Aleksandra Pankina

Personal information
- Born: 2 January 1972 (age 54) Bykhaw, Byelorussian SSR, USSR
- Spouse: Igor Zuborenko

Sport
- Sport: Rowing

Medal record
Women's rowing
Representing Belarus
Olympic Games
| Bronze medal – third place | 1996 Atlanta | Eight |

= Aleksandra Pankina =

Belarusian rower (born 1972)

Aleksandra Yuryevna Pankina (Александра Юрьевна Панкина; born 2 January 1972) is a Belarusian rower, who is perhaps best known for winning a bronze medal at the 1996 Summer Olympics.

== Personal life ==
Pankina was born on 2 January 1972 in Bykhov, then part of the Byelorussian SSR. She was born the youngest child of a naval military family with two older sisters. As a child, she was unathletic, but her father forced her to participate in sports and so she did high jump at a boarding school called School No. 21 and later also shot put. She was injured in Saint Petersburg when she twisted her knee during a jump on a trampoline, forcing her to retire from both sports before the deputy director for sports at the boarding school suggested she do rowing.

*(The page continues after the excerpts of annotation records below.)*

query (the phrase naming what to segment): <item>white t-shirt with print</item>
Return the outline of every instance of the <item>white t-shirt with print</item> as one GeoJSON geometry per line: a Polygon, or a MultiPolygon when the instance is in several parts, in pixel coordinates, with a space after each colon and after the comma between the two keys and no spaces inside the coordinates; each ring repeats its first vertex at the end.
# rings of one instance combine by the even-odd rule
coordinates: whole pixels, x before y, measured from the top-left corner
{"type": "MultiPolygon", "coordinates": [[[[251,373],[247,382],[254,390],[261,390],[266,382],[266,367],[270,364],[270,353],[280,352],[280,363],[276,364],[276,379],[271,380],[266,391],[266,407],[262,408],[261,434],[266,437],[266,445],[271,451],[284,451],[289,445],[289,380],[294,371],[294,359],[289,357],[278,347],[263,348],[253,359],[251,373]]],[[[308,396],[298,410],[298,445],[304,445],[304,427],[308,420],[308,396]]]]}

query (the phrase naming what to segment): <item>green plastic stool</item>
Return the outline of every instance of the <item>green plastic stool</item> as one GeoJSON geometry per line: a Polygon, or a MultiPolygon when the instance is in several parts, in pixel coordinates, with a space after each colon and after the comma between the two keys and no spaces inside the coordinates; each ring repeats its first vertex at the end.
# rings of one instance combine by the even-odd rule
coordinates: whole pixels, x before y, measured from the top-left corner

She is currently married to Igor Zuborenko, a rower who competed at the 1988 Summer Olympics.

== Career ==
In 1995, she competed at the 1995 World Rowing Championships in Tampere as part of eights, where they placed 5th. In 1996, the Belarusian team for eights, which included Pankina, placed third at the 1996 Summer Olympics. Two years later at the 1997 World Rowing Championships in Lac d'Aiguebelette she was part of the double fours and also took 5th place. In 1997, she was awarded the honorary title of "Honored Master of Sports of the Republic of Belarus" for achieving high sporting results. In June 1998, she placed third in coxed four at the Rowing World Cup.

After retiring from rowing, she worked as a coach in rowing at "Spartak" at their Youth Sports School. Starting in 2005, she worked as a chief specialist of the Department of Physical Culture, Sports and Tourism of the Mogilev City Executive Committee.